Modifiche al Codice Penale

Il D.lgs. 211/2025 interviene in modo incisivo sul Codice Penale, introducendo nuove fattispecie di reato specificamente dirette a colpire le condotte di violazione delle misure restrittive. Tra le principali novità si segnalano:

  • Violazione dei divieti di esportazione, importazione e transito: criminalizzazione della fornitura di beni o servizi soggetti a restrizioni verso determinati Paesi o entità.
  • Elusione delle misure di congelamento: punibilità delle condotte volte a occultare la reale proprietà di fondi o risorse economiche appartenenti a soggetti inseriti nelle "black list" europee.
  • Fornitura di servizi vietati: estensione della rilevanza penale alla prestazione di consulenze legali, finanziarie o tecniche laddove queste siano espressamente proibite dai regolamenti UE.

Il legislatore ha previsto soglie di punibilità e aggravanti specifiche qualora il fatto sia commesso nell'ambito di un'organizzazione criminale o attraverso l'utilizzo di strutture societarie complesse.

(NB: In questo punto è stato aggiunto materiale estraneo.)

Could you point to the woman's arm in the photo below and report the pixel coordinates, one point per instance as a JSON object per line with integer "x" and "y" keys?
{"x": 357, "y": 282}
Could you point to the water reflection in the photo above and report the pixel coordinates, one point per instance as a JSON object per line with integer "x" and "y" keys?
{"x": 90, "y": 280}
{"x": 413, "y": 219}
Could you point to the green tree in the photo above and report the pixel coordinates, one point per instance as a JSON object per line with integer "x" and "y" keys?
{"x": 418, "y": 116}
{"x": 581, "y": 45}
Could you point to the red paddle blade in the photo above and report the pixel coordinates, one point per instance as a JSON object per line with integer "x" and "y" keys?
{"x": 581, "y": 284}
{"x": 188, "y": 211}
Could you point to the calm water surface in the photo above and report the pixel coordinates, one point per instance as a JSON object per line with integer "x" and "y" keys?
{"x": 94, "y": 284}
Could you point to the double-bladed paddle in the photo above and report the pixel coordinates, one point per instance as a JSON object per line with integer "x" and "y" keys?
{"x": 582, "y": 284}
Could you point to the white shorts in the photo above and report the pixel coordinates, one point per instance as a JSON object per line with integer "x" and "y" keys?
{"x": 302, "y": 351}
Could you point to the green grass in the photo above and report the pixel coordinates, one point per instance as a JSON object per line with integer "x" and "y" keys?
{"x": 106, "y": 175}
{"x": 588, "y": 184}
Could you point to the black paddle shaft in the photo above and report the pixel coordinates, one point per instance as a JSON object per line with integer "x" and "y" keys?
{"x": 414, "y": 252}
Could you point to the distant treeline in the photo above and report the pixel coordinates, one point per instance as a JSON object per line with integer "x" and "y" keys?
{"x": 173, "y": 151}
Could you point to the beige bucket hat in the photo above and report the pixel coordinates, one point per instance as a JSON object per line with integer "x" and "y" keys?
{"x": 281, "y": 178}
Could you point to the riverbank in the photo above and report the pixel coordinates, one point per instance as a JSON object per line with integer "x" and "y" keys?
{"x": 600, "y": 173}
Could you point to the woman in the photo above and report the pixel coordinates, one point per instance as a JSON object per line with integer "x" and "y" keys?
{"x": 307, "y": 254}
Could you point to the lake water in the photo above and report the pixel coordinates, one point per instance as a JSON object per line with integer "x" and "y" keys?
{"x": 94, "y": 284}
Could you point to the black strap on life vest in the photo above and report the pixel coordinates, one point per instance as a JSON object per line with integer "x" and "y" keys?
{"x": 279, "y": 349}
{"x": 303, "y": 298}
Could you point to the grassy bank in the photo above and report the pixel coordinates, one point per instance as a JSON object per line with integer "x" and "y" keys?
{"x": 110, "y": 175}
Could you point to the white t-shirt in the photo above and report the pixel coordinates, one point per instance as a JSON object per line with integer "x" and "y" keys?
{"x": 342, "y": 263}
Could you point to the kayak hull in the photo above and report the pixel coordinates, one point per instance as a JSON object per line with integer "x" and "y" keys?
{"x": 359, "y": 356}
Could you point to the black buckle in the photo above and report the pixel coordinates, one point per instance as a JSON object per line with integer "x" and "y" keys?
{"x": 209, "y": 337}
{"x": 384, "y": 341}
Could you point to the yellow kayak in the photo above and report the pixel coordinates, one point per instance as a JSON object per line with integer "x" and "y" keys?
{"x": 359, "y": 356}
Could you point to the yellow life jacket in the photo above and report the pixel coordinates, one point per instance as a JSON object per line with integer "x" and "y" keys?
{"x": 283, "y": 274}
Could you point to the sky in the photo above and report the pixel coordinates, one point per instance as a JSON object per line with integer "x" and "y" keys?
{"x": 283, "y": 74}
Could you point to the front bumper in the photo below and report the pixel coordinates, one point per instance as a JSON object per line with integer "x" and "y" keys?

Integrazioni al D.lgs. 231/2001

Una delle novità di maggior rilievo per il mondo corporate è l'inserimento delle violazioni delle misure restrittive UE nel catalogo dei reati presupposto della responsabilità amministrativa degli enti. Attraverso l’introduzione di un nuovo articolo dedicato, il D.lgs. 211/2025 stabilisce che la società può essere chiamata a rispondere per i reati commessi nel suo interesse o a suo vantaggio da apicali o sottoposti, qualora tali condotte riguardino la violazione dei regimi sanzionatori internazionali.

Impatto sui Modelli di Organizzazione, Gestione e Controllo

L'entrata in vigore del D.lgs. 211/2025 impone alle imprese un aggiornamento tempestivo del Modello 231. Le direzioni legali e i compliance officer dovranno:

  1. Risk Assessment: mappare le attività aziendali potenzialmente esposte al rischio di violazione delle sanzioni (es. export verso aree sensibili, gestione di pagamenti internazionali, rapporti con partner esteri).
  2. Due Diligence: implementare procedure rigorose di verifica delle controparti (KYC - Know Your Customer) e dei beneficiari effettivi, incrociando i dati con le liste ufficiali dell'Unione Europea.
  3. Protocolli di controllo: definire flussi autorizzativi specifici per le operazioni commerciali e finanziarie che coinvolgono giurisdizioni o settori merceologici soggetti a restrizioni.
  4. Formazione: sensibilizzare il personale commerciale e amministrativo sulle nuove responsabilità penali e amministrative.

Entrata in vigore e disposizioni transitorie

Il Decreto Legislativo 211/2025 è entrato ufficialmente in vigore il 24 gennaio 2026. È dunque essenziale che gli Enti procedano all'analisi degli impatti della nuova normativa sulla propria struttura operativa al fine di non incorrere nelle violazioni della normativa 231/2001.